Esther Coker, R.N., of McMaster University in Hamilton, Canada, and colleagues evaluated the extent to which nurses caring for older adults with persistent pain on acute medical units believe they have adopted four evidence-based practices related to pain management and assessment. They also aimed to determine nurses' perceived barriers to optimal management of pain. In Phase 1 of the study, 36 nurses reviewed the findings of a previous study conducted in their units and generated potential facilitators and barriers to optimal pain management and assessment. In phase 2, 115 nurses were surveyed about 40 potential barriers to optimal pain management and assessment.
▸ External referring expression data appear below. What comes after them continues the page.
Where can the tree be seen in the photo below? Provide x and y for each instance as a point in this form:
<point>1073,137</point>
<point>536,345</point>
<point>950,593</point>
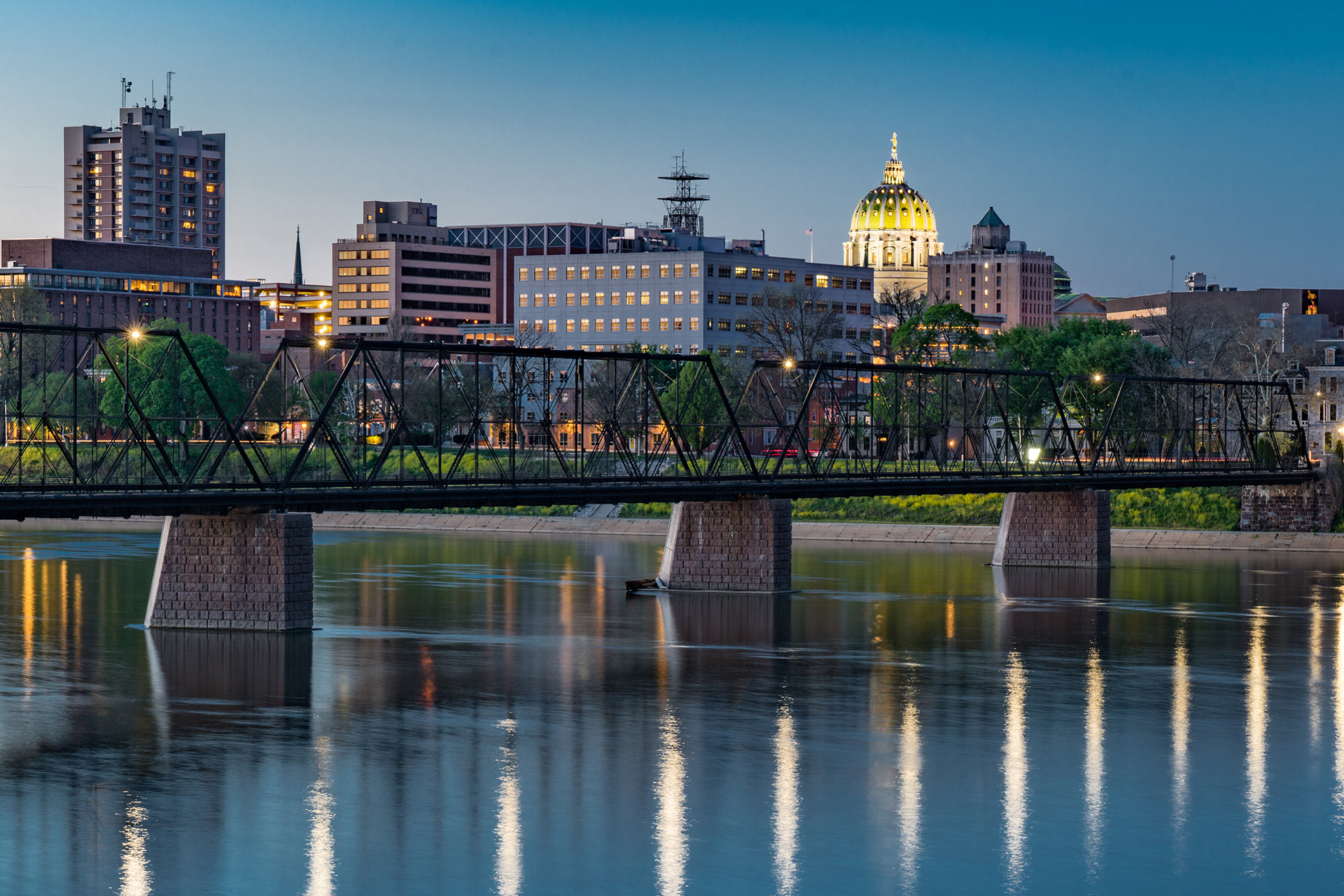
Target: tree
<point>1079,348</point>
<point>942,332</point>
<point>794,323</point>
<point>164,384</point>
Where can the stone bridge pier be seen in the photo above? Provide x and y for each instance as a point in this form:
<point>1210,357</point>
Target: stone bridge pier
<point>742,545</point>
<point>244,571</point>
<point>1054,530</point>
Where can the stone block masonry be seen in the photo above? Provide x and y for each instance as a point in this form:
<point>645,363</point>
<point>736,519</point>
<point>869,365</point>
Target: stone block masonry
<point>1054,528</point>
<point>745,545</point>
<point>244,571</point>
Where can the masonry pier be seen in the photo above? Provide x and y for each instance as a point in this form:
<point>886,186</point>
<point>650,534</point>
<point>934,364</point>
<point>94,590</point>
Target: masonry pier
<point>1056,528</point>
<point>242,571</point>
<point>743,545</point>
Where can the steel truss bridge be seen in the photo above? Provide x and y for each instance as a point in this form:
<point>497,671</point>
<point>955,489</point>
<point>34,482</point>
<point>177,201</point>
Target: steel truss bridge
<point>112,422</point>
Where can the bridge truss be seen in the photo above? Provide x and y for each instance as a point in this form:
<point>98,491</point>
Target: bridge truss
<point>106,422</point>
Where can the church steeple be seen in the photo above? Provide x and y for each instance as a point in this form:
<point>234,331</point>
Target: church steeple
<point>299,261</point>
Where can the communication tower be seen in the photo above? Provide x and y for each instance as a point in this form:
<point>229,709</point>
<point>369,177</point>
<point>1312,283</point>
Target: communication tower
<point>683,207</point>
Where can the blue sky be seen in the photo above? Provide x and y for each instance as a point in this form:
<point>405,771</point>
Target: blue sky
<point>1108,134</point>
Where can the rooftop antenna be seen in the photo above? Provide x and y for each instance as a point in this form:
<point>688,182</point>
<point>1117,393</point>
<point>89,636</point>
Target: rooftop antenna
<point>683,207</point>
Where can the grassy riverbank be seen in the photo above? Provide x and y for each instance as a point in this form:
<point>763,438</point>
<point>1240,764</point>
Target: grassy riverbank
<point>1203,508</point>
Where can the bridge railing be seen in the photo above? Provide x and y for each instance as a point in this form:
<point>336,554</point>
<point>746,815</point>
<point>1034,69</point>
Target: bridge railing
<point>160,410</point>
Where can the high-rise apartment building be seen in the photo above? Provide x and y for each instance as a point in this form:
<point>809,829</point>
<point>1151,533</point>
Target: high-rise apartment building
<point>997,280</point>
<point>146,182</point>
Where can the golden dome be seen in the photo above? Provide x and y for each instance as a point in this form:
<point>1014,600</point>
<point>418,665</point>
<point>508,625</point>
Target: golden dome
<point>894,204</point>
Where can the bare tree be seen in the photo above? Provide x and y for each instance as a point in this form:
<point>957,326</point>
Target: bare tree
<point>796,323</point>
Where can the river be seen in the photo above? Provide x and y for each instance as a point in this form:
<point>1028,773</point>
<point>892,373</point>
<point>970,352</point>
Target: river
<point>483,713</point>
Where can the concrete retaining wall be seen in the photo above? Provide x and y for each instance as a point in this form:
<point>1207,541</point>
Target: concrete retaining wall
<point>252,571</point>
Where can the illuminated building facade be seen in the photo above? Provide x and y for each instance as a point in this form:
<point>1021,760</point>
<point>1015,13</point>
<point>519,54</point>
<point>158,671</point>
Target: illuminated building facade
<point>892,232</point>
<point>146,182</point>
<point>120,286</point>
<point>678,301</point>
<point>997,280</point>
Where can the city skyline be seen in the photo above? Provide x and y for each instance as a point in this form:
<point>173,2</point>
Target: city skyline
<point>1108,143</point>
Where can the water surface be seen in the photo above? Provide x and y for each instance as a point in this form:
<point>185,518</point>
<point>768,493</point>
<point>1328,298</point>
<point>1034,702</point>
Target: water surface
<point>492,715</point>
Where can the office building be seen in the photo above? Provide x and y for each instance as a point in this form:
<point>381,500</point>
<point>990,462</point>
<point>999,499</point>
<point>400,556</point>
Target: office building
<point>417,223</point>
<point>118,285</point>
<point>997,280</point>
<point>678,300</point>
<point>892,232</point>
<point>146,182</point>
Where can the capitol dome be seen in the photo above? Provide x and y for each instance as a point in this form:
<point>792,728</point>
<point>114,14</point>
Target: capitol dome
<point>892,232</point>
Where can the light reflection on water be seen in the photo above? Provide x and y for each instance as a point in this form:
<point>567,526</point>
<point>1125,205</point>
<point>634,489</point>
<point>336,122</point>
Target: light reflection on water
<point>909,722</point>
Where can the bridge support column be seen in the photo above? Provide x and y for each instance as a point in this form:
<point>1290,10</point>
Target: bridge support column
<point>1308,507</point>
<point>730,546</point>
<point>248,571</point>
<point>1054,528</point>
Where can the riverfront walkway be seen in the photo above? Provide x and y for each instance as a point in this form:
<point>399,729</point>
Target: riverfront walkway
<point>858,532</point>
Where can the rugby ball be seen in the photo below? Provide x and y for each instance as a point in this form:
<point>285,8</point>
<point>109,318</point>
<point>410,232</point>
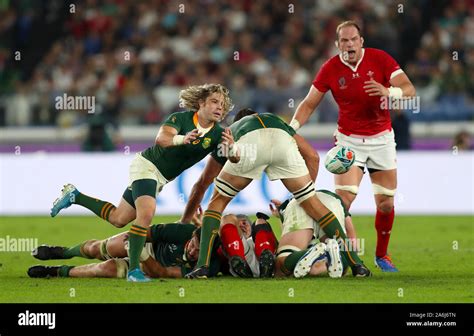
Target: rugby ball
<point>339,159</point>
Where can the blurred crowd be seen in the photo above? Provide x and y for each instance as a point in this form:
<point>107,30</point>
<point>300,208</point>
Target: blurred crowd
<point>135,56</point>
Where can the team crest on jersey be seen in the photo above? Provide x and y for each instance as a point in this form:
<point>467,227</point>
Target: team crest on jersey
<point>206,143</point>
<point>342,83</point>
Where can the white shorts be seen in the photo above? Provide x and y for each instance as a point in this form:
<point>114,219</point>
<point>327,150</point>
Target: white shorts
<point>374,152</point>
<point>269,150</point>
<point>141,168</point>
<point>295,218</point>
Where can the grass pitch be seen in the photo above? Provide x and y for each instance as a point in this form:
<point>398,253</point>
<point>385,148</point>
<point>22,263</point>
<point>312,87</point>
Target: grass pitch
<point>433,253</point>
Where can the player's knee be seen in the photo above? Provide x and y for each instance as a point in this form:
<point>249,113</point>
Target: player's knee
<point>109,268</point>
<point>304,193</point>
<point>348,193</point>
<point>385,206</point>
<point>118,220</point>
<point>92,248</point>
<point>224,188</point>
<point>144,218</point>
<point>380,190</point>
<point>229,219</point>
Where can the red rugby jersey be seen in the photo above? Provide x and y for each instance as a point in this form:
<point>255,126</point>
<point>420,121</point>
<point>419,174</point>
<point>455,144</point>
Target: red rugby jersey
<point>359,113</point>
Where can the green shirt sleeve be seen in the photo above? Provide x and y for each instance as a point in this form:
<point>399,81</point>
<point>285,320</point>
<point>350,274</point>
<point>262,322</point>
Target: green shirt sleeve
<point>290,130</point>
<point>219,158</point>
<point>174,120</point>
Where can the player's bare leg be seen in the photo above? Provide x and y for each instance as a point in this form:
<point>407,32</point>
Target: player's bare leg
<point>384,183</point>
<point>303,190</point>
<point>226,187</point>
<point>291,248</point>
<point>146,206</point>
<point>122,215</point>
<point>117,216</point>
<point>347,186</point>
<point>114,268</point>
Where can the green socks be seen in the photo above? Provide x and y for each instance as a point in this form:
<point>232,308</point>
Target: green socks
<point>64,270</point>
<point>291,260</point>
<point>75,251</point>
<point>100,208</point>
<point>332,228</point>
<point>137,239</point>
<point>210,230</point>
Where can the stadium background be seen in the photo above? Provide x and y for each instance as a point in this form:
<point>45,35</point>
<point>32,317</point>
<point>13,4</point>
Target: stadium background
<point>46,50</point>
<point>134,57</point>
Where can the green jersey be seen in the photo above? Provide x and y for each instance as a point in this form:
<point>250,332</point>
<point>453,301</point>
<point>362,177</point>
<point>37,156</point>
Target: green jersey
<point>169,242</point>
<point>257,121</point>
<point>254,122</point>
<point>172,161</point>
<point>281,209</point>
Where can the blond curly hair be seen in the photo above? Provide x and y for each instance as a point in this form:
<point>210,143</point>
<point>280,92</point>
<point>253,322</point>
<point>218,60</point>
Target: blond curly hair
<point>191,96</point>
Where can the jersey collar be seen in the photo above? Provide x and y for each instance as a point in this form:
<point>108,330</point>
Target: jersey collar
<point>354,69</point>
<point>198,126</point>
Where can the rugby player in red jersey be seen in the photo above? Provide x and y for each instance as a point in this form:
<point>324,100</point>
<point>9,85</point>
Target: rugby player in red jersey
<point>363,81</point>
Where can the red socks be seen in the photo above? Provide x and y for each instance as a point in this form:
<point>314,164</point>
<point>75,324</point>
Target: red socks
<point>383,225</point>
<point>231,241</point>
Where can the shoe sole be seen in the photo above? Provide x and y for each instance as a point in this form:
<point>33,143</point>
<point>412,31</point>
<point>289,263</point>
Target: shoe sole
<point>266,265</point>
<point>303,266</point>
<point>392,270</point>
<point>238,267</point>
<point>335,266</point>
<point>67,190</point>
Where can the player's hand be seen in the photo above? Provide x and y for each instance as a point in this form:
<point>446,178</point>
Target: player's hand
<point>227,138</point>
<point>197,217</point>
<point>374,88</point>
<point>274,207</point>
<point>191,136</point>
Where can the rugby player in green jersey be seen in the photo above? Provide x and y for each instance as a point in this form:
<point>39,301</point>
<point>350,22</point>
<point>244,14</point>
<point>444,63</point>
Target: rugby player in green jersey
<point>171,251</point>
<point>264,143</point>
<point>184,139</point>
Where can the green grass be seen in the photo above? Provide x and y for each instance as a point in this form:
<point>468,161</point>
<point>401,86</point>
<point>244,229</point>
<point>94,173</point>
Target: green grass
<point>434,255</point>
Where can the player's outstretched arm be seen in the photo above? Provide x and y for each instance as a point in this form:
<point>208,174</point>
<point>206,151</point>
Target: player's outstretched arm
<point>306,107</point>
<point>309,155</point>
<point>210,172</point>
<point>403,82</point>
<point>233,153</point>
<point>168,136</point>
<point>156,270</point>
<point>401,88</point>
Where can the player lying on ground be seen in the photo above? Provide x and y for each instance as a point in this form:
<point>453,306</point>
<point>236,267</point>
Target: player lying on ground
<point>265,144</point>
<point>300,230</point>
<point>171,251</point>
<point>249,250</point>
<point>184,139</point>
<point>363,81</point>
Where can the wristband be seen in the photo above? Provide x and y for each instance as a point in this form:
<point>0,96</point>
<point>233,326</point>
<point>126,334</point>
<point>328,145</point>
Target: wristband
<point>295,124</point>
<point>178,140</point>
<point>395,92</point>
<point>233,150</point>
<point>144,255</point>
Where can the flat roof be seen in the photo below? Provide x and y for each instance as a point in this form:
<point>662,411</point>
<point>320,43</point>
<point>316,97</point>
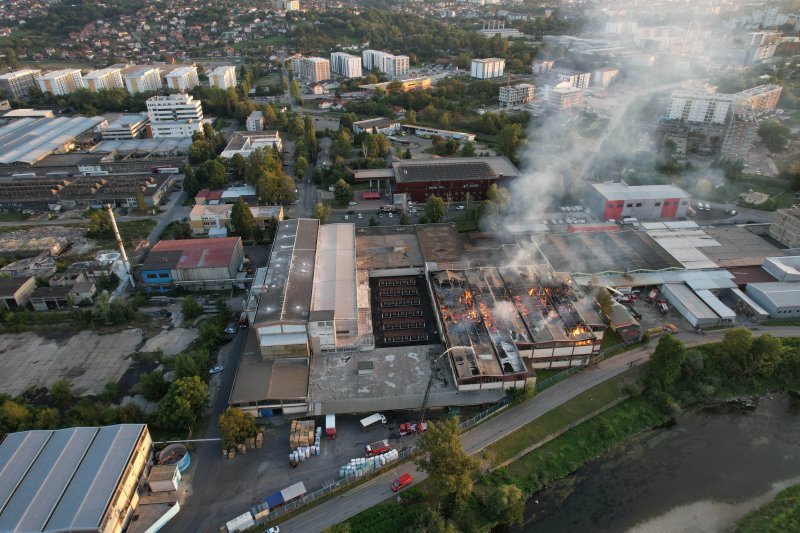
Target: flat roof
<point>780,293</point>
<point>62,480</point>
<point>28,140</point>
<point>290,274</point>
<point>335,271</point>
<point>384,247</point>
<point>454,168</point>
<point>200,253</point>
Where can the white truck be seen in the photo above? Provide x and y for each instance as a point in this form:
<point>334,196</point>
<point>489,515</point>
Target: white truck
<point>372,421</point>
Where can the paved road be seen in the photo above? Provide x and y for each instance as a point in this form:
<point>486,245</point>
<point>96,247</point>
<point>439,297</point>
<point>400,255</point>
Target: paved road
<point>377,490</point>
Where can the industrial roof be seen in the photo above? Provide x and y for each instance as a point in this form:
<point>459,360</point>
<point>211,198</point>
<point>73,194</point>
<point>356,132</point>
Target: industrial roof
<point>28,140</point>
<point>454,168</point>
<point>623,191</point>
<point>62,480</point>
<point>780,293</point>
<point>335,271</point>
<point>200,253</point>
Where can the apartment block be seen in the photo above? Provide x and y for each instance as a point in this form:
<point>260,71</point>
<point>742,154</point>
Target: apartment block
<point>484,69</point>
<point>16,85</point>
<point>182,79</point>
<point>142,79</point>
<point>60,82</point>
<point>222,77</point>
<point>346,65</point>
<point>511,95</point>
<point>314,69</point>
<point>104,79</point>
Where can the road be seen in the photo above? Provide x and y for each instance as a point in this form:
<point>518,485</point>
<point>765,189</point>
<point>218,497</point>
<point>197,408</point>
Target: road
<point>377,490</point>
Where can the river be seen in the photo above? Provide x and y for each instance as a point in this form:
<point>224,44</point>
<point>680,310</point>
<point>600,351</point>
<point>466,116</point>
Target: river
<point>701,474</point>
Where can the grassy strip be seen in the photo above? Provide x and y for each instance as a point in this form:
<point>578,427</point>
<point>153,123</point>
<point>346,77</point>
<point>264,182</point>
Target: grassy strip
<point>560,417</point>
<point>781,514</point>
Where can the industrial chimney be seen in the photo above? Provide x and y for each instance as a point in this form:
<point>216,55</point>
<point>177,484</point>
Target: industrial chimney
<point>125,263</point>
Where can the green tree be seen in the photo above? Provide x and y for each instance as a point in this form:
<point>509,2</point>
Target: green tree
<point>435,209</point>
<point>235,426</point>
<point>242,219</point>
<point>322,212</point>
<point>449,467</point>
<point>190,308</point>
<point>775,134</point>
<point>342,193</point>
<point>184,401</point>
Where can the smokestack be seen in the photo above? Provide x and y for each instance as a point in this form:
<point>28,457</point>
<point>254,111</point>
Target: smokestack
<point>125,263</point>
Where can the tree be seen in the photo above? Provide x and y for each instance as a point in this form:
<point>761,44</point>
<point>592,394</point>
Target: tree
<point>666,363</point>
<point>435,209</point>
<point>242,219</point>
<point>449,467</point>
<point>775,134</point>
<point>190,308</point>
<point>342,193</point>
<point>185,400</point>
<point>235,426</point>
<point>322,212</point>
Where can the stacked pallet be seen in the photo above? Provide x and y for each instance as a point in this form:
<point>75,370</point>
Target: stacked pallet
<point>301,433</point>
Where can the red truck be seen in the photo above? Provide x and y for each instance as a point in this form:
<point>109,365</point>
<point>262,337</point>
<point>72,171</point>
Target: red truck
<point>377,448</point>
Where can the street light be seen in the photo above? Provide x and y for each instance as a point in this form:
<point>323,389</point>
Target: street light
<point>430,379</point>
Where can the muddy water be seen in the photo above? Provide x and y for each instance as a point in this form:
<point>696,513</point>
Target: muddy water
<point>702,474</point>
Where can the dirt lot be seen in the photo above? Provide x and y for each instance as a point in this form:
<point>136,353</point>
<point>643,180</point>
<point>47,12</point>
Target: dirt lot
<point>87,360</point>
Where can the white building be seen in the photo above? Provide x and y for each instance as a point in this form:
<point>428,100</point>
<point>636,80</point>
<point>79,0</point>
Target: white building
<point>175,116</point>
<point>60,82</point>
<point>255,121</point>
<point>142,80</point>
<point>104,79</point>
<point>17,84</point>
<point>484,69</point>
<point>222,77</point>
<point>511,95</point>
<point>182,79</point>
<point>346,65</point>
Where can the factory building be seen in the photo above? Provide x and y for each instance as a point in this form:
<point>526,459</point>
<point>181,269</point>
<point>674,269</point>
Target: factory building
<point>618,201</point>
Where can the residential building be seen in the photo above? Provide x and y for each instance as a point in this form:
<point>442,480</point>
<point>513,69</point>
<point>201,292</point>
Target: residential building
<point>125,127</point>
<point>513,95</point>
<point>255,121</point>
<point>244,142</point>
<point>564,96</point>
<point>484,69</point>
<point>104,79</point>
<point>200,264</point>
<point>141,79</point>
<point>75,479</point>
<point>346,65</point>
<point>15,292</point>
<point>176,116</point>
<point>314,69</point>
<point>377,125</point>
<point>785,227</point>
<point>618,201</point>
<point>182,79</point>
<point>16,85</point>
<point>222,77</point>
<point>60,82</point>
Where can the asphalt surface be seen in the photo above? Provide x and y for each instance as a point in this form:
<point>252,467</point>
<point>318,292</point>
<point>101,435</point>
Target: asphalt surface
<point>378,489</point>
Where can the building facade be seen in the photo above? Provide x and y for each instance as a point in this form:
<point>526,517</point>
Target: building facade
<point>142,80</point>
<point>17,85</point>
<point>484,69</point>
<point>222,77</point>
<point>60,82</point>
<point>346,65</point>
<point>104,79</point>
<point>512,95</point>
<point>182,79</point>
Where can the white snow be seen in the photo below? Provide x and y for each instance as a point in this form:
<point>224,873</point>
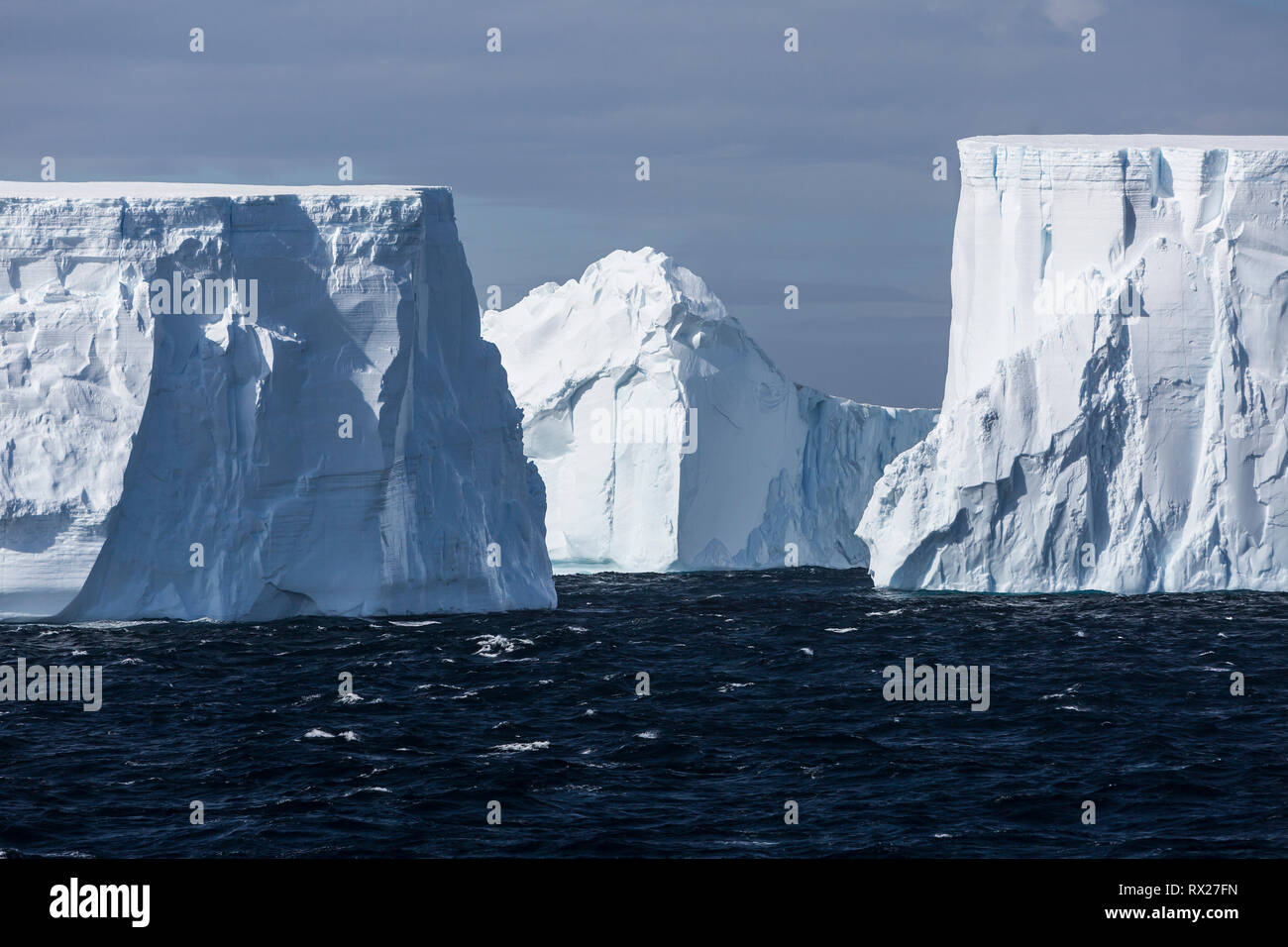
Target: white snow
<point>1115,412</point>
<point>129,437</point>
<point>669,441</point>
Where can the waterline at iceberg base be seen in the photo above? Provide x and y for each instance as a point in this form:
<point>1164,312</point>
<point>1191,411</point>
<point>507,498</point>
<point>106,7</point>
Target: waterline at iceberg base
<point>1116,412</point>
<point>327,433</point>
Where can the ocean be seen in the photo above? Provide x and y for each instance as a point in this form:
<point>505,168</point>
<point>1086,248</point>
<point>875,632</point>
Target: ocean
<point>763,728</point>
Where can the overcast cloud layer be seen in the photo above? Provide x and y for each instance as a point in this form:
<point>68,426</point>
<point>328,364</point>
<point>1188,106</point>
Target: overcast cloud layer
<point>768,167</point>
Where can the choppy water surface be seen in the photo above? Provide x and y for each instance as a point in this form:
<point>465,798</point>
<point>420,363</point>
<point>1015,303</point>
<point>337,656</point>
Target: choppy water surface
<point>765,686</point>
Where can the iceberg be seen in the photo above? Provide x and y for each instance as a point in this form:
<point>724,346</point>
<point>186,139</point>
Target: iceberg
<point>1116,411</point>
<point>668,440</point>
<point>243,402</point>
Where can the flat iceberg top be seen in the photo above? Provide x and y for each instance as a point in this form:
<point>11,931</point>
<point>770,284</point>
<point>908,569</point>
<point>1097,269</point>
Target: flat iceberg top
<point>95,189</point>
<point>1136,141</point>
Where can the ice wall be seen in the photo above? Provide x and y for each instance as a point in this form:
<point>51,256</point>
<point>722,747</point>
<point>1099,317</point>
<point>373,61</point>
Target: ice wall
<point>1115,412</point>
<point>334,438</point>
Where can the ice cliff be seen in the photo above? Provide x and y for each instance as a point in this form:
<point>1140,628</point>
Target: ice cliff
<point>1115,412</point>
<point>669,441</point>
<point>249,402</point>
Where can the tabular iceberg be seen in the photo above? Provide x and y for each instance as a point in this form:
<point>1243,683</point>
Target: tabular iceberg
<point>250,402</point>
<point>1115,414</point>
<point>669,441</point>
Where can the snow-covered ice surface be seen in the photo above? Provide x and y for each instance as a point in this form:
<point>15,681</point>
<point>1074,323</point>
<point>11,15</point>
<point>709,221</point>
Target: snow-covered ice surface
<point>129,436</point>
<point>1115,412</point>
<point>666,437</point>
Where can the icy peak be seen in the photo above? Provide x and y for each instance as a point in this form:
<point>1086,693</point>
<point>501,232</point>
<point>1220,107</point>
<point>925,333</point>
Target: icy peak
<point>668,440</point>
<point>648,279</point>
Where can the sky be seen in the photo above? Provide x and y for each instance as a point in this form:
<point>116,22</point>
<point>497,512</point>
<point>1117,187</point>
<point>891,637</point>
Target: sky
<point>767,167</point>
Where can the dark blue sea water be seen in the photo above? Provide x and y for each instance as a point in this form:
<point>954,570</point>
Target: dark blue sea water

The researchers found that nurses' perceptions of barriers preventing optimal pain management were often incongruent with actual practice, as were their perceptions of the extent to which they had adopted certain evidence-based practices for pain management and assessment. The researchers write that, to target the 12 highest-impact barriers, nurses should elicit reports of pain, provide regular pro re nata pain relief, use pain assessment tools in patients who are cognitively impaired, redesign documentation processes and tools, make nonpharmacological alternatives available, and help patients and their families manage side effects.
"Appropriate strategies to minimize potential barriers can be developed to better enable nurses to implement practice guidelines to generate effective pain management in older adults," the authors write.